See the line RewriteCond %{REQUEST_FILENAME} !-d? This will make sure that the requested file is not a directory. The line RewriteCond %{REQUEST_FILENAME} !-f will prevent files from being caught by the rewrite rule. The algorithm of these statements will look something like this...

if( 'Requested Filename' IS NOT Directory ) {
 if( 'Requested Filename' IS NOT File ) {
  Rewrite the URL.
 }
}

I hope you got the logic behind this - it took me a while to understand. Anyway, as I said earlier, don't be dissappointed if you don't get it at the first try - there is a lot of black magic involved.

Now try to access the file we created a little while back...

http://localhost/data/something.txt

You will see that it works perfectly(hopefully). Now try...

http://localhost/data/

Again the folder is being accessed. Now try a URL that must be re-written...

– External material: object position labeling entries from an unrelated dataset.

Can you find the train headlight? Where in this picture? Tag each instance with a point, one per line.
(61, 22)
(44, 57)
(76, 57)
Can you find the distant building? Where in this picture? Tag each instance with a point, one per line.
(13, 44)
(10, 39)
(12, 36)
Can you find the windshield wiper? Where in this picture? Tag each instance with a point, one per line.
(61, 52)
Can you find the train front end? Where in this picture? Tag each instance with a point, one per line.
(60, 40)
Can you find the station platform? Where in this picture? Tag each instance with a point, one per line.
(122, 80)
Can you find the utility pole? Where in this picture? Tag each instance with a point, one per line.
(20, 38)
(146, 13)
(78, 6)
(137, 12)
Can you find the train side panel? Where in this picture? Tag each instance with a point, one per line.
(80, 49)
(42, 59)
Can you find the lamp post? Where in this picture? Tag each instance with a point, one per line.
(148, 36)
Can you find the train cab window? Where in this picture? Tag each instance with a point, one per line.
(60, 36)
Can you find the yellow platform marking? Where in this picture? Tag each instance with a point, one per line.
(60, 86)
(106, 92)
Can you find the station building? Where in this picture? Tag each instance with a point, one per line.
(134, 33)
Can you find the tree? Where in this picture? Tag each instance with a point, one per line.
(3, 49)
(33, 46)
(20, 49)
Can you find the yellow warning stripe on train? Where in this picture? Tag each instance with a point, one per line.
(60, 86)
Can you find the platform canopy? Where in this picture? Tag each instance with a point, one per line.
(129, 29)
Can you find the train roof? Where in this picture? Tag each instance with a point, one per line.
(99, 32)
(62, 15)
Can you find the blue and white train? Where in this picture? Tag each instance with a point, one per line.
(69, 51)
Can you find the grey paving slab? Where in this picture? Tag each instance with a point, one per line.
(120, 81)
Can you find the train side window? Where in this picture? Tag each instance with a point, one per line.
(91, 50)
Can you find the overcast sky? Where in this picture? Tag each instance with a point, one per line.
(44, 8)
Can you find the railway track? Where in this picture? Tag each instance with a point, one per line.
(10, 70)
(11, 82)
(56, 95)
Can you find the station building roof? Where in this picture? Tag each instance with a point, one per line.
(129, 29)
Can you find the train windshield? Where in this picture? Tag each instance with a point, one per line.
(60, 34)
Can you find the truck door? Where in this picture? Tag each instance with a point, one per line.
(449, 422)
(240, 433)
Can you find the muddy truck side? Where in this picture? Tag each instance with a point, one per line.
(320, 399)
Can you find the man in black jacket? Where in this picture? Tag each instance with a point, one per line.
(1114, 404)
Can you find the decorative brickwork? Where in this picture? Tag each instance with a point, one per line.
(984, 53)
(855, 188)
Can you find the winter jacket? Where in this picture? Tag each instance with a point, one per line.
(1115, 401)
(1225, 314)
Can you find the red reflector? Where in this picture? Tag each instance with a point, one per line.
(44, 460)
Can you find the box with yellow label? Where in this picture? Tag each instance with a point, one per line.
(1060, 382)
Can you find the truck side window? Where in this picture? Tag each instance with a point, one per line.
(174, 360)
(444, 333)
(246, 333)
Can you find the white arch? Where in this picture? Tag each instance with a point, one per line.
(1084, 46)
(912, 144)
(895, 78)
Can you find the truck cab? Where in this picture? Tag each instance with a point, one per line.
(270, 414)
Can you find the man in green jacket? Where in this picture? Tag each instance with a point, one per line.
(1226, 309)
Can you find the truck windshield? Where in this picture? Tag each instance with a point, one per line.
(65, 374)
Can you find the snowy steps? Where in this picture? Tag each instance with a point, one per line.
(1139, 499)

http://localhost/binblog/javascript+ajax

If all goes well, this URL will be caught by our system and will be redirected to the show_bookmarks.php file.

More about mod_rewrite in the next post(mod_rewrite Directives - RewriteCond and RewriteRule).

4 Comments:

Anonymous said...

More examples please :)

Binny V A said...

For more examples, see the post 'Practical Uses for mod_rewrite'

Anonymous said...

hi,
binny nice tutorial, i like it.
but when i try to run. this i am not geting out put. so can you tell me where to put this .htacces file?

Binny V A said...

Put the .htacess file in the same folder your web pages are in.